Poland Part II Day 6
“Remembrance Has Not Matured In Us Yet…”
Historians, educators, archivists, advocates, survivors, curators, museum directors; representatives from the Holocaust Museum in DC, Yad Vashem in Jerusalem, Camp des Milles in France, the Anne Frank House in Amsterdam, and many more, all convened in one place, in Auschwitz, to discuss the legacy of the Holocaust.
How are messages of the Holocaust conveyed? How do you teach about the Holocaust? What do we do with oral and material evidence? Is the Holocaust simply a historical account, or does it have implications for today’s world challenges? How do we reach out to younger generations and continue to tell the stories when we no longer have witnesses alive to tell them?

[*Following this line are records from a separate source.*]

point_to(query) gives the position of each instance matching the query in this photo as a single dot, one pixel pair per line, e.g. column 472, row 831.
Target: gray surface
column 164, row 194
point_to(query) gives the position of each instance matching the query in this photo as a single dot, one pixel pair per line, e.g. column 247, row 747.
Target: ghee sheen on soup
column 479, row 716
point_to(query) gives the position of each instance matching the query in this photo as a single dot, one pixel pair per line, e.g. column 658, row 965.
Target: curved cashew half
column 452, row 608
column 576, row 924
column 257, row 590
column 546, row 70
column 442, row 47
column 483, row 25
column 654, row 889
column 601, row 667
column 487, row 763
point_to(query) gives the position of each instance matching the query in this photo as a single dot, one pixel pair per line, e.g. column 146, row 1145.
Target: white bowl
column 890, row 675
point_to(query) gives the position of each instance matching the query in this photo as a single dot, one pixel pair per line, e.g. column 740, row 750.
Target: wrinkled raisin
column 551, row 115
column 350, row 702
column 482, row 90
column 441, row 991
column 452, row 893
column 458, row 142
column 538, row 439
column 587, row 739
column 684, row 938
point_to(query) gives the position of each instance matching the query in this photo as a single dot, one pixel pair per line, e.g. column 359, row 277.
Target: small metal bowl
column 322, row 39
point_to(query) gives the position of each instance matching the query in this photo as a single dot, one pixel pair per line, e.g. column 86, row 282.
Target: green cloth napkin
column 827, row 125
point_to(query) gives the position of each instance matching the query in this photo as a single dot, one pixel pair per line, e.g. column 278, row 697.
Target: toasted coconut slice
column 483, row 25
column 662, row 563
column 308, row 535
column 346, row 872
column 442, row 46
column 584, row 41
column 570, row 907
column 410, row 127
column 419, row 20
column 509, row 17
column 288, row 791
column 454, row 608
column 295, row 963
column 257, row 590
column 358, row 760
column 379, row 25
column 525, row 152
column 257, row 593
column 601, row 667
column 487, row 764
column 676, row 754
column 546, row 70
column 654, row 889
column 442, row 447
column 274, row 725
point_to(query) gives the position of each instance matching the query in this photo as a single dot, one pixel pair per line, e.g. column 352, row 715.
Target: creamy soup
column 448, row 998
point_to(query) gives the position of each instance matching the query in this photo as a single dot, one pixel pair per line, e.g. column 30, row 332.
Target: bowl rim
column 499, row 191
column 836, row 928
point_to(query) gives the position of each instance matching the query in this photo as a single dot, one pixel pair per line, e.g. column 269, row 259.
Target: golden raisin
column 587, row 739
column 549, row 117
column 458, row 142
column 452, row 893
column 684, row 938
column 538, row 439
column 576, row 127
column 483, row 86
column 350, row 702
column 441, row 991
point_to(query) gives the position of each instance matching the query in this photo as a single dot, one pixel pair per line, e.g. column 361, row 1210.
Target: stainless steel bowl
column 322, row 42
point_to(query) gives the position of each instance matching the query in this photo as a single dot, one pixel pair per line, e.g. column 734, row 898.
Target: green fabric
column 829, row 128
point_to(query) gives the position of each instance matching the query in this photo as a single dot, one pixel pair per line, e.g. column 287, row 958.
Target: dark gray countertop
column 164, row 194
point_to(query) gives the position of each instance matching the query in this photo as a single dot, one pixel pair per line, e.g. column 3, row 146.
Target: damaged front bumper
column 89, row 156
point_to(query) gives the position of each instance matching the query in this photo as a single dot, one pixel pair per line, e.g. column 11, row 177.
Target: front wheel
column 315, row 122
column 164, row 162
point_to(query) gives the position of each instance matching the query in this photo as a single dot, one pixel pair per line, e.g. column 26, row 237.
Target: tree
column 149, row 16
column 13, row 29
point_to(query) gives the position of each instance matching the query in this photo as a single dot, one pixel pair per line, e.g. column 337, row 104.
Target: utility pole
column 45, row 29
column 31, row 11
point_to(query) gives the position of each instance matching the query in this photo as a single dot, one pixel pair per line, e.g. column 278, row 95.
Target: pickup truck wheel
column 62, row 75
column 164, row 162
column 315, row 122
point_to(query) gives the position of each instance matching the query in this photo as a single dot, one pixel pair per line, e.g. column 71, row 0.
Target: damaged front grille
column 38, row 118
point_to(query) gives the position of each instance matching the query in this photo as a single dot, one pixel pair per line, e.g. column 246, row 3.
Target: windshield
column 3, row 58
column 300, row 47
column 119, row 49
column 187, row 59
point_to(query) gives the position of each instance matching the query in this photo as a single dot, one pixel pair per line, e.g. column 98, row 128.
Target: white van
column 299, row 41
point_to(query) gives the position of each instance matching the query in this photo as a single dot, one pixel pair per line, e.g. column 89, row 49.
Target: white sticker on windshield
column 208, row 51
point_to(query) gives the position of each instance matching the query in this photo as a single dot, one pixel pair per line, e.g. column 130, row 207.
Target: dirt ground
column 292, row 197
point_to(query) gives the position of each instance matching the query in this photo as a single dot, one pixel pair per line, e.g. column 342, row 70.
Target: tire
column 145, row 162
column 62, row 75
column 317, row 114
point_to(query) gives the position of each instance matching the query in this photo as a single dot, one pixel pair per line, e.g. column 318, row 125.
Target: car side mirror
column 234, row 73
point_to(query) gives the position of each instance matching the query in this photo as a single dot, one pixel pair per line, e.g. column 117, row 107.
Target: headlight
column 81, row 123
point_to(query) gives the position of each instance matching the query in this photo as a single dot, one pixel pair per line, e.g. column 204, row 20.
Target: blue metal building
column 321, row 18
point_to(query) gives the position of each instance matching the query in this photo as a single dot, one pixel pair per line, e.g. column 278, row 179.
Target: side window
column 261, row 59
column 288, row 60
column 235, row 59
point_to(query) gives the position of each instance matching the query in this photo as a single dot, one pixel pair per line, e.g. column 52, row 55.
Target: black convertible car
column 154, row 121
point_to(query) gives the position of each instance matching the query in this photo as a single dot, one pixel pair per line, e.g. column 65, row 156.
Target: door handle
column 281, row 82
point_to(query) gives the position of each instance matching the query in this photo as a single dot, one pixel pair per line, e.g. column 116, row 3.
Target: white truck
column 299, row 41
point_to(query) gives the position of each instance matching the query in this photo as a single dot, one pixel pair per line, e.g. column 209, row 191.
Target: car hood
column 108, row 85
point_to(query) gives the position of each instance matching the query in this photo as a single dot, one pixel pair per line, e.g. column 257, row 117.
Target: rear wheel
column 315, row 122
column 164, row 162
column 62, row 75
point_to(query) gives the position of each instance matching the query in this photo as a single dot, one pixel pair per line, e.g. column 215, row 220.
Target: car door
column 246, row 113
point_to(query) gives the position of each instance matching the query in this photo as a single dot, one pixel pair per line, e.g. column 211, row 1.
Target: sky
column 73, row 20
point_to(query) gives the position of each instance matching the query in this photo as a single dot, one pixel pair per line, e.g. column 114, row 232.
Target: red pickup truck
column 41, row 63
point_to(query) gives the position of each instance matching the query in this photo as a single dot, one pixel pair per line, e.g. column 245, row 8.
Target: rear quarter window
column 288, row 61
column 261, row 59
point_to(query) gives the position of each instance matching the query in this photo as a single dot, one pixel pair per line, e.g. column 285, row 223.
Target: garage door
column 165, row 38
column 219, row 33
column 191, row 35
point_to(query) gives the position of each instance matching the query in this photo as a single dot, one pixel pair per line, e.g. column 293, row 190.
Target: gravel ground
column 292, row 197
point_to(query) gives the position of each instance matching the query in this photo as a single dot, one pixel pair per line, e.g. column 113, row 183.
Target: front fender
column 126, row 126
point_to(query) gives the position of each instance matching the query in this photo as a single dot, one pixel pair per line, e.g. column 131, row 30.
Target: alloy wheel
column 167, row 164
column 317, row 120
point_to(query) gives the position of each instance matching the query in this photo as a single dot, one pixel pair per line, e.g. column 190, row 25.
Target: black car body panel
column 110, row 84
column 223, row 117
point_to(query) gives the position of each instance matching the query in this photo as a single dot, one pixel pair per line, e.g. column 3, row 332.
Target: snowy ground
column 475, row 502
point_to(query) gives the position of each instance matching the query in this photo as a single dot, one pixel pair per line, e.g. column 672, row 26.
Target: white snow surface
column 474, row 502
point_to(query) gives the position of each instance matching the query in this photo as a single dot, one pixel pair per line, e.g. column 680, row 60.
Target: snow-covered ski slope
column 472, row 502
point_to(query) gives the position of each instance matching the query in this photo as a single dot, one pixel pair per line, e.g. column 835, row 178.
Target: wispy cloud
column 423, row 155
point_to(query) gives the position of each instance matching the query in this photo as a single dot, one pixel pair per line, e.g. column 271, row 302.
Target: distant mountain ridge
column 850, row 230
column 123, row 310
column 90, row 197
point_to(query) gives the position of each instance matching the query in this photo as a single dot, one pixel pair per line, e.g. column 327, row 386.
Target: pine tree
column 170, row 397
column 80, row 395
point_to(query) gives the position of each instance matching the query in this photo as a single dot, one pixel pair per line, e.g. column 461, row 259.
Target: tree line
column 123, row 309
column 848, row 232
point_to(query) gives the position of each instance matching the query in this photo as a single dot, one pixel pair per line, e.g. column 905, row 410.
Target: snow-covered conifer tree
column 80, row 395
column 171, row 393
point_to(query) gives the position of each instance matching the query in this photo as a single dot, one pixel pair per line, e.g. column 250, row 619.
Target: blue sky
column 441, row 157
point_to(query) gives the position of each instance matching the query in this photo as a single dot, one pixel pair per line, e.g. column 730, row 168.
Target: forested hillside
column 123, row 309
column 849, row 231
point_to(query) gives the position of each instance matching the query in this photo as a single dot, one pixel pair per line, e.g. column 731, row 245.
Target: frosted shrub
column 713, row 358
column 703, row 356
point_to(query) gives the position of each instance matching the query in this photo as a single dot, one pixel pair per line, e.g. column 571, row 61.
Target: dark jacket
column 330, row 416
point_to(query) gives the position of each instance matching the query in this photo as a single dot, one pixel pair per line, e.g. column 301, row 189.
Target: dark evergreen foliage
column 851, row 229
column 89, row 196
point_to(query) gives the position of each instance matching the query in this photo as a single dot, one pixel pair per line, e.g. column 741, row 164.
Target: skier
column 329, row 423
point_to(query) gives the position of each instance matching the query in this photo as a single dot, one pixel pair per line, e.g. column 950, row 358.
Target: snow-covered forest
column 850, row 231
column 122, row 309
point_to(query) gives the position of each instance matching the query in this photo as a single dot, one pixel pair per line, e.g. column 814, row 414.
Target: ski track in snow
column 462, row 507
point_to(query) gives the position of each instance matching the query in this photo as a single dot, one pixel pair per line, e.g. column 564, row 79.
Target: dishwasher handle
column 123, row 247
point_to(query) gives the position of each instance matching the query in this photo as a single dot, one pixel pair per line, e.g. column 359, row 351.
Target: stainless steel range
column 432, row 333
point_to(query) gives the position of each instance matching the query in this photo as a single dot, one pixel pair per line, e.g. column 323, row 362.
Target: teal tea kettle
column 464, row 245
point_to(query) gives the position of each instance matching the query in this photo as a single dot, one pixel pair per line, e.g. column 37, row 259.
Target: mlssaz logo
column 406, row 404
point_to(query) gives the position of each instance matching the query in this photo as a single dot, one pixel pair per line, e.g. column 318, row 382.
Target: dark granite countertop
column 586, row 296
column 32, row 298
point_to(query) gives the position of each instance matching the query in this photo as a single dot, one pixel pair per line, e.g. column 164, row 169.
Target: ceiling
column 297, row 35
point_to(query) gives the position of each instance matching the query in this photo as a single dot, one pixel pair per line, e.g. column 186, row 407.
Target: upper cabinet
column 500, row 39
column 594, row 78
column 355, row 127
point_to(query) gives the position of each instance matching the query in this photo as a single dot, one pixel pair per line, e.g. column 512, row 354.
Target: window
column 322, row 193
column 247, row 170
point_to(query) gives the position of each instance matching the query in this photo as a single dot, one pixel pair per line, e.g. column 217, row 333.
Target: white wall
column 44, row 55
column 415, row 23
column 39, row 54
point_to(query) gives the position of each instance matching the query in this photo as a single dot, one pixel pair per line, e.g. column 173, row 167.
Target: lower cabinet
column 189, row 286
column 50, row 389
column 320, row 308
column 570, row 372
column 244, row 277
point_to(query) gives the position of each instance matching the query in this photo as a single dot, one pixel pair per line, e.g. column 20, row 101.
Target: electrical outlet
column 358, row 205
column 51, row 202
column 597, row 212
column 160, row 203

Questions we can all ask ourselves.
The Holocaust is perhaps the most documented genocide in history. My grandfather and I got a sample of this in January, when Auschwitz archivist Szymon Kowalski showed us documents with my grandfather’s name and prisoner number, detailing some of his time at the camp. At this conference, Professor Jan Grabowski from the University of Ottawa showed us further proof of the Germans twisted fetish for documenting and cataloging their atrocities.
Because of the work of people like Kowalski and Grabowski, not only are we able to retain proof of what happened during the Holocaust, we are also able to attach faces and names to those incidents. The statistics become compilations of real individual stories; people with pasts, people denied a future.